Pessoas como Annie Rix Militz e Emma Curtis Hopkins haviam preservado
e catalogado boa parte desse material, o que facilitou o surgimento de artigos
acadêmicos e teses de doutorado, permitindo que as ideias de Atkinson
ocupassem seu devido lugar no contexto das histórias mais importantes do
New Thought e da religião norte-americana. Contudo, William Walker
Atkinson estava na dependência daqueles que, caso o incluíssem em seus
relatos, escreveriam sobre ele com base em fragmentos de sua produção ou em
informações inexatas. Com a dificuldade adicional de organizar seus
diferentes pseudônimos, depois de sua morte tornou-se comum que as pessoas
admirassem os livros de Yogue Ramacharaca, William Walker Atkinson e os
Três Iniciados, desconhecendo o fato de que todos eles vinham da mesma
pessoa. Fosse isso trágico ou conveniente, o homem que era um adversário tão
radical da Churchianity,
[7] e que tantas vezes escreveu que suas ideias
deveriam ter uma finalidade útil e serem então descartadas, acabou por ter sua
vontade atendida.
Apesar de todos esses obstáculos, muitos dos livros de William Walker
Atkinson tiveram uma sobrevida muito maior do que a de seus pares. A
Grande Depressão testemunhou um recondicionamento dos dogmas centrais do
New Thought. Como um dos autores mais conhecidos e prolíficos do New
Thought, muitas das obras de Atkinson forneceram um modelo para os autores
de livros de autoajuda que se seguiram a ele, como Robert Collier e Norman
Vincent Peale. Peale e outros encontraram um grande público para as ideias do
New Thought vendidas nos contextos mais mundanos de autoaperfeiçoamento
e pensamento positivo.
Ainda que frequentemente criticado como simplistas ou desinformados, os
escritos de Atkinson como Yogue Ramacharaca estiveram entre os primeiros a abordar seriamente o tema do yoga como uma prática a ser adotada, ainda que,
em parte, depurassem essa prática através da cultura física, da Teosofia e do
New Thought. Na primeira metade do século XX, quando mestres e
missionários da Índia lentamente começaram a vir para o Ocidente, os livros
de Yogue Ramacharaca conquistariam muitos leitores para o Hinduísmo e o
Vedanta, tornar-se-iam catalisadores das buscas espirituais da Índia e
ofereceriam os conceitos de respiração yogue e da consciência meditativa
para a intelligentsia artística nos universos da literatura, do jazz, da
dramaturgia e das artes plásticas.
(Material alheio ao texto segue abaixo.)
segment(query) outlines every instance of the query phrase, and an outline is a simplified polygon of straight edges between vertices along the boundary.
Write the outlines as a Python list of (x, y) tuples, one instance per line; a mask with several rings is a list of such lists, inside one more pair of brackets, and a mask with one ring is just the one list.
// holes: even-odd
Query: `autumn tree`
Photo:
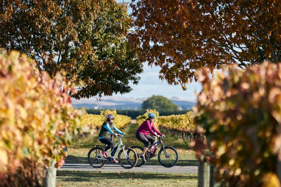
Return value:
[(62, 165), (64, 148), (87, 132), (77, 123), (84, 111), (62, 90), (73, 89), (65, 77), (35, 67), (18, 52), (0, 53), (1, 186), (41, 186), (45, 169)]
[(3, 0), (0, 48), (35, 59), (51, 78), (83, 81), (76, 99), (130, 92), (142, 65), (127, 42), (127, 4), (113, 0)]
[(241, 68), (281, 60), (281, 2), (275, 0), (133, 0), (130, 40), (170, 84), (197, 81), (234, 62)]
[(141, 104), (141, 109), (155, 109), (161, 113), (177, 110), (178, 106), (166, 97), (153, 95), (143, 101)]
[(281, 64), (242, 71), (233, 65), (229, 72), (211, 80), (206, 70), (198, 71), (203, 88), (193, 114), (206, 139), (190, 146), (227, 186), (280, 186)]

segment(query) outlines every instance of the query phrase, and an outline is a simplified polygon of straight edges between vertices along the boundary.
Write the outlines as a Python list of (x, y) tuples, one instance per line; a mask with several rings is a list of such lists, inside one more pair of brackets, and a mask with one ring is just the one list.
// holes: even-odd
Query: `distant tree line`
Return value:
[[(104, 110), (104, 109), (87, 109), (87, 112), (88, 114), (100, 114), (100, 111)], [(185, 114), (188, 112), (189, 110), (176, 110), (174, 111), (167, 111), (166, 112), (159, 112), (161, 116), (170, 116), (173, 114), (175, 115), (178, 114)], [(117, 109), (116, 110), (117, 113), (118, 114), (127, 116), (131, 117), (133, 119), (135, 119), (136, 117), (142, 115), (145, 113), (146, 110), (141, 109), (140, 110), (128, 110), (123, 109)]]
[[(171, 100), (160, 95), (153, 95), (143, 101), (141, 106), (141, 108), (139, 110), (116, 109), (116, 111), (118, 114), (127, 116), (132, 119), (135, 119), (137, 116), (145, 113), (147, 109), (155, 109), (162, 116), (183, 114), (189, 110), (179, 110), (177, 105), (173, 103)], [(101, 110), (102, 109), (87, 109), (87, 111), (89, 114), (100, 114)]]

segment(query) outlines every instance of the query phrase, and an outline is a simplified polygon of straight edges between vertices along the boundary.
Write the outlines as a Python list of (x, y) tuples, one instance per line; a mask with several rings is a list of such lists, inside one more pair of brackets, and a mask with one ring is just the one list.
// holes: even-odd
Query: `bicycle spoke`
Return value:
[(158, 153), (158, 160), (164, 167), (172, 167), (177, 164), (178, 160), (177, 151), (171, 146), (165, 146), (165, 151), (162, 148)]
[(124, 150), (121, 150), (118, 155), (118, 159), (121, 166), (126, 169), (133, 167), (136, 164), (138, 160), (137, 155), (133, 149), (127, 147)]
[(101, 167), (105, 164), (106, 160), (99, 159), (104, 158), (101, 154), (103, 149), (100, 147), (94, 147), (88, 153), (88, 160), (90, 164), (95, 168)]

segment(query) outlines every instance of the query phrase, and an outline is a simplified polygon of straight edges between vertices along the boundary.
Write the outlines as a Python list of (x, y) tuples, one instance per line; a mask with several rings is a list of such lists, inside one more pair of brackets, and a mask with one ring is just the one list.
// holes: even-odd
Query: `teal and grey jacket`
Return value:
[(105, 121), (102, 126), (100, 134), (99, 134), (99, 139), (104, 138), (110, 138), (110, 134), (114, 134), (114, 132), (112, 131), (114, 130), (117, 133), (120, 134), (123, 134), (123, 133), (120, 130), (117, 129), (113, 123), (108, 123), (107, 121)]

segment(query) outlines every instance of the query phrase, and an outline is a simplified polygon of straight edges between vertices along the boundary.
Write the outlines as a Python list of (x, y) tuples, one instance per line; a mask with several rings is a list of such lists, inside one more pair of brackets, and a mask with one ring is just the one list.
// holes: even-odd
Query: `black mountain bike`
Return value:
[[(174, 147), (172, 146), (166, 146), (162, 141), (161, 139), (163, 138), (163, 136), (159, 138), (159, 140), (151, 145), (148, 148), (149, 149), (152, 146), (155, 145), (155, 149), (152, 153), (147, 151), (145, 153), (145, 160), (147, 161), (156, 156), (155, 153), (158, 146), (161, 145), (162, 147), (158, 153), (158, 161), (160, 164), (166, 167), (171, 167), (177, 164), (179, 160), (179, 154), (178, 152)], [(131, 147), (133, 149), (138, 155), (138, 162), (136, 165), (136, 167), (141, 166), (145, 163), (140, 157), (140, 155), (143, 151), (143, 148), (138, 146), (133, 146)]]

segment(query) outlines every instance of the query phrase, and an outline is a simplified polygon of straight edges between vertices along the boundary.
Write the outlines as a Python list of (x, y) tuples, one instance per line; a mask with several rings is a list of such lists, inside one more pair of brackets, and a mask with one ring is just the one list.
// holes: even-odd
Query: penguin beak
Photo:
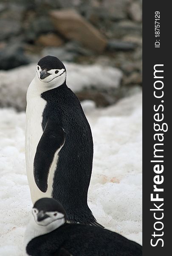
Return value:
[(41, 221), (48, 217), (48, 215), (45, 214), (43, 211), (40, 211), (37, 215), (37, 220), (38, 221)]
[(50, 76), (51, 74), (47, 72), (45, 69), (43, 70), (40, 72), (40, 79), (44, 79), (48, 76)]

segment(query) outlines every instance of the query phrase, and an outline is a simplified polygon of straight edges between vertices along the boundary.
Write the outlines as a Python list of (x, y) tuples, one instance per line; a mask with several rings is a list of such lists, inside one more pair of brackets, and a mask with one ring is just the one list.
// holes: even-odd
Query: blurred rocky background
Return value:
[(141, 0), (0, 0), (0, 106), (25, 110), (48, 55), (81, 101), (106, 106), (140, 91), (141, 21)]

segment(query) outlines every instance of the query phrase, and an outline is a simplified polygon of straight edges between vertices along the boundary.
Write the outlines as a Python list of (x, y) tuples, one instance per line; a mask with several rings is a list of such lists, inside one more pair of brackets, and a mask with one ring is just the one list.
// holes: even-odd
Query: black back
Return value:
[(142, 247), (107, 230), (65, 224), (28, 244), (29, 255), (42, 256), (141, 256)]
[(65, 143), (59, 153), (52, 197), (64, 206), (68, 220), (91, 224), (96, 220), (87, 204), (93, 143), (89, 123), (80, 102), (65, 82), (44, 92), (47, 102), (42, 115), (44, 130), (48, 118), (64, 129)]

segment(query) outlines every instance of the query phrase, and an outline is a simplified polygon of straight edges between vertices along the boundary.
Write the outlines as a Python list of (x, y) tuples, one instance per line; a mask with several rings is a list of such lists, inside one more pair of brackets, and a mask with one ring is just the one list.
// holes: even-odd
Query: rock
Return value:
[(141, 73), (134, 72), (127, 77), (124, 77), (124, 84), (141, 84), (142, 83), (142, 76)]
[(132, 3), (129, 8), (128, 12), (132, 20), (135, 21), (141, 22), (142, 19), (141, 3), (138, 1)]
[(130, 51), (133, 50), (136, 46), (133, 43), (111, 39), (107, 43), (107, 49), (110, 51)]
[(36, 44), (43, 46), (58, 47), (63, 44), (63, 40), (56, 35), (52, 33), (41, 35), (36, 41)]
[(23, 8), (14, 4), (10, 5), (8, 9), (2, 12), (0, 17), (0, 41), (20, 34), (23, 13)]
[(79, 42), (72, 41), (65, 45), (65, 49), (68, 52), (74, 52), (84, 56), (91, 56), (93, 55), (92, 51), (86, 49), (81, 45)]
[(7, 70), (28, 63), (20, 44), (7, 44), (0, 50), (0, 69)]
[(116, 38), (129, 35), (141, 36), (142, 34), (141, 24), (128, 20), (113, 23), (110, 29), (113, 32), (113, 37)]
[(96, 52), (105, 49), (104, 37), (74, 10), (53, 11), (50, 15), (57, 30), (66, 38), (78, 41)]
[(128, 35), (124, 36), (122, 40), (125, 42), (133, 43), (137, 45), (141, 46), (142, 44), (142, 38), (141, 36), (133, 35)]
[[(0, 71), (1, 107), (12, 107), (18, 111), (25, 110), (26, 91), (35, 75), (36, 64)], [(98, 65), (65, 62), (64, 64), (67, 70), (67, 84), (75, 93), (86, 89), (88, 91), (91, 87), (95, 88), (94, 91), (97, 93), (101, 90), (108, 90), (110, 88), (114, 91), (119, 86), (122, 73), (118, 69)], [(104, 101), (110, 102), (110, 99), (111, 99), (110, 95), (106, 96)]]
[(87, 91), (79, 92), (76, 93), (80, 101), (89, 100), (95, 102), (97, 107), (107, 107), (114, 103), (114, 99), (104, 92), (90, 90)]
[(75, 58), (78, 56), (76, 52), (68, 52), (64, 47), (47, 47), (42, 52), (42, 56), (46, 55), (55, 56), (62, 61), (74, 61)]
[(35, 41), (38, 36), (42, 34), (53, 33), (54, 27), (48, 17), (37, 17), (31, 13), (30, 17), (24, 25), (25, 34), (28, 41)]
[(102, 0), (101, 2), (101, 7), (104, 12), (124, 19), (127, 17), (126, 10), (131, 0)]
[(6, 5), (2, 3), (0, 3), (0, 13), (3, 12), (7, 8)]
Ramacharaca, supostamente um hindu do
século XIX, seria redescoberto na década de 1960 e continuaria a introduzir o
misticismo e a meditação orientais para um grande número de buscadores e
eventuais professores de yoga com formação própria. A influência iria tornarse ainda maior à medida que outros levassem as palavras de Ramacharaca
para outros domínios, como Carlos Castañeda, o conhecido seguidor do
xamanismo, que colocou as palavras de Yogue Ramacharaca na boca de seu
suposto mentor, o guia yáqui Don Juan.
[8]
E isso nos leva à obra mais significativa de William Walker Atkinson, que
talvez seja o que ele escreveu de melhor: O Caibalion. A obra pseudônima
enfatiza esse paradoxo de influência e obscuridade. Apesar de impossível de
ser entendido em sua totalidade quando separado de seu autor, o discurso
sobre “As Sete Leis Herméticas” assumiu uma vitalidade extraordinária e de
grande alcance, além de uma história própria.